SBT · 03-18-2013, 04:07 PM

I believe the cardinal virtues of a programmer are held to be laziness, impatience, and hubris. I suppose according to those criteria I may consider myself qualified to that epithet; I cannot be bothered to search through the Patricia Clark Library for books because of the limited search criteria, I don't want to wait till the green-lettered masters improve things, and how hard can it be to make a half-decent database anyway?
So I've downloaded the current status of the library, and set to work (re)learning SQL. To make it at all probable I will achieve my goal, I've limited myself to mobi and epub, and try to extract the following information about the books from the posting head:

Author(s)
Title
Language
Version
Date

I have some vague concept about what database normalization is, and try to implement it.
It seemed fitting to start with Patricia Clark's opus, the meta-data have been cleansed and had rudimentary QA, and are being imported and linked in the database.
I use MySQL.
————————
Update: Just to prove I'm not bluffing, I attach a snapshot of the database.
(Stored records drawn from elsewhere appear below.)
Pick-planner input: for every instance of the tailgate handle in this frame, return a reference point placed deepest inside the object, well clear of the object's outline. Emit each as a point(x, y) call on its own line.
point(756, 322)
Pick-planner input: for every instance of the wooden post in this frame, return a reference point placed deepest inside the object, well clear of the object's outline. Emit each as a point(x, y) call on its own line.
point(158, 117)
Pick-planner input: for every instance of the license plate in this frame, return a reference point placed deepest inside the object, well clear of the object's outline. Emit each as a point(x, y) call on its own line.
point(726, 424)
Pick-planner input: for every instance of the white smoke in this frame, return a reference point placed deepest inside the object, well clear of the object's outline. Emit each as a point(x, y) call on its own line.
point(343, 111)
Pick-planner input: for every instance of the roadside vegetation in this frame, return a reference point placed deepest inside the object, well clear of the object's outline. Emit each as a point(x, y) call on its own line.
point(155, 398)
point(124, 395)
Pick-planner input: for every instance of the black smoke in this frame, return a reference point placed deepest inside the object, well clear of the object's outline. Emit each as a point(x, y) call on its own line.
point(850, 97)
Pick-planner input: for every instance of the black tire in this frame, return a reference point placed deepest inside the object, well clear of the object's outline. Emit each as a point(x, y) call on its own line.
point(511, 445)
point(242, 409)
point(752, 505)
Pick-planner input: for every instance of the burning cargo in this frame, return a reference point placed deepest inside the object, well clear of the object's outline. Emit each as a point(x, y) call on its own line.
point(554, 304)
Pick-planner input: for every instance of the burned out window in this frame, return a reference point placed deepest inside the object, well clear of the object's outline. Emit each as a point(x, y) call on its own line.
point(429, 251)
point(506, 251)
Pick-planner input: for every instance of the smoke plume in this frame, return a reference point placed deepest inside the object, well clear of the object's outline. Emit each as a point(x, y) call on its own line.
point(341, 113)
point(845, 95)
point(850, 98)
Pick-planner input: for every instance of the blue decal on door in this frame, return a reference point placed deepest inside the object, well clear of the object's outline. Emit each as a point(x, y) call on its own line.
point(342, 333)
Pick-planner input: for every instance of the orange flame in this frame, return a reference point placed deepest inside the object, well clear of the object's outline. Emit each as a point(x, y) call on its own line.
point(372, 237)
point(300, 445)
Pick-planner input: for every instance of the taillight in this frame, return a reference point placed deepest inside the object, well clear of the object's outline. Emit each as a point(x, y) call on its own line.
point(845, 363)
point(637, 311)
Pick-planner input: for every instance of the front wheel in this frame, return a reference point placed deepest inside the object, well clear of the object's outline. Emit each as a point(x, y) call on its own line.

Still very pre-alpha and messy. Also attached: A forlorn hope that somebody who actually knows about databases will give it a glance.
Most important lesson learnt so far: Stuffing information into a database is much easier than prying it out again.
–––
20.03.13:New snapshot. Shaping up. Included the output of the half-dozen most productive contributors. So all you have to do now to get a list of titles in German of authors whose name includes "Doyle" is to write

Code:

select name from titles 
where id in 
(select title_id from 
books inner join book_author 
on book_author.book_id=books.id 
and book_author.author_id in 
(select id from authors where surname like '%Doyle') 
and books.language_id=(select id from languages where name='german'));

Hmm. Well, some small sacrifices in usability had to be made in order to make the search functionality more powerful

------
24.03: New snapshot. All entries as of a week ago are included. I attach the text file I use as a starting point; it's spreadsheet-friendly.
table books is the main table, one row per book, link_id refers to the id on the mobileread web site. titles are stored in the titles table, linked through books.title_id <-> titles.id. authors and books can have many-to-many relations (ditto languages), therefore the table book_author lists book_ids with corresponding author_ids, both fields non-unique.